Before, however, we can consider the affinities of the group, we must describe the structure of a typical plant belonging to it. The genus Sphenophyllum includes several species (for which there are no common English names, as they are only known to science) whose differences are of less importance than their points of similarity, so that one species only, S. plurifoliatum, will be described.
We have a general knowledge of the external appearance of Sphenophyllum from the numerous impressions of leaves attached to twigs which are found in the rocks of the Carboniferous period. These impressions present a good deal of variety, but all have rather delicate stems with whorls of leaves attached at regular intervals. The specimens are generally easy to recognize from the shape of the leaves, which are like broad wedges attached at the point (see [fig. 112]). In some cases the leaves are more finely divided and less fanlike, and it may even happen that on the same branch some may be wedge-shaped like those in [fig. 112], and others almost hairlike. This naturally suggests comparison with water plants, which have finely divided submerged leaves and expanded aerial ones. In the case of Sphenophyllum, however, the divided leaves sometimes come at the upper ends of the stems, quite near the cones, and so can hardly have been those of a submerged part. The very delicate stems and some points in their internal anatomy suggest that the plant was a trailing creeper which supported itself on the stouter stems of other plants.
Fig. 112.—Impression of Sphenophyllum Leaves attached to the Stem, showing the wedge-shaped leaflets arranged in whorls
The stems were ribbed, but unlike those of the Calamites the ribs ran straight down the stem through the nodes, and did not alternate there, so that the bundles at the node did not branch and fuse as they did in Calamites.
The external appearance of the long slender cones was not unlike that of the Calamite cones, though their internal details showed important distinctions.
In one noticeable external feature the plants differed from those of the last two groups considered, and that was in their size. Palæozoic Lycopods and Equisetaceæ reached the dimensions of great trees, but hitherto no treelike form of Sphenophyllum has been discovered, and in the structure-petrifactions the largest stems we know were less than an inch in diameter.
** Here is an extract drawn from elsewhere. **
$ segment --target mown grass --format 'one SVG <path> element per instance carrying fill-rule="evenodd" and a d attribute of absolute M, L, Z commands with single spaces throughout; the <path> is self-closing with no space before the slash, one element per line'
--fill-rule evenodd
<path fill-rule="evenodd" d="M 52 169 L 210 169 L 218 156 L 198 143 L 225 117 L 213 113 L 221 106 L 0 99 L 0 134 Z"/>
In the internal anatomy of these stems lies one of the chief interests and peculiarities of the plants. In the very young stage there was a sharply pointed solid triangle of wood in the centre ([fig. 113]), at each of the corners of which was a group of small cells, the protoxylems. The structure of such a stem is like that of a root, in which the primary wood all grows inwards from the protoxylems towards the centre, and had we had nothing but these isolated young stems it would have been impossible to recognize their true nature.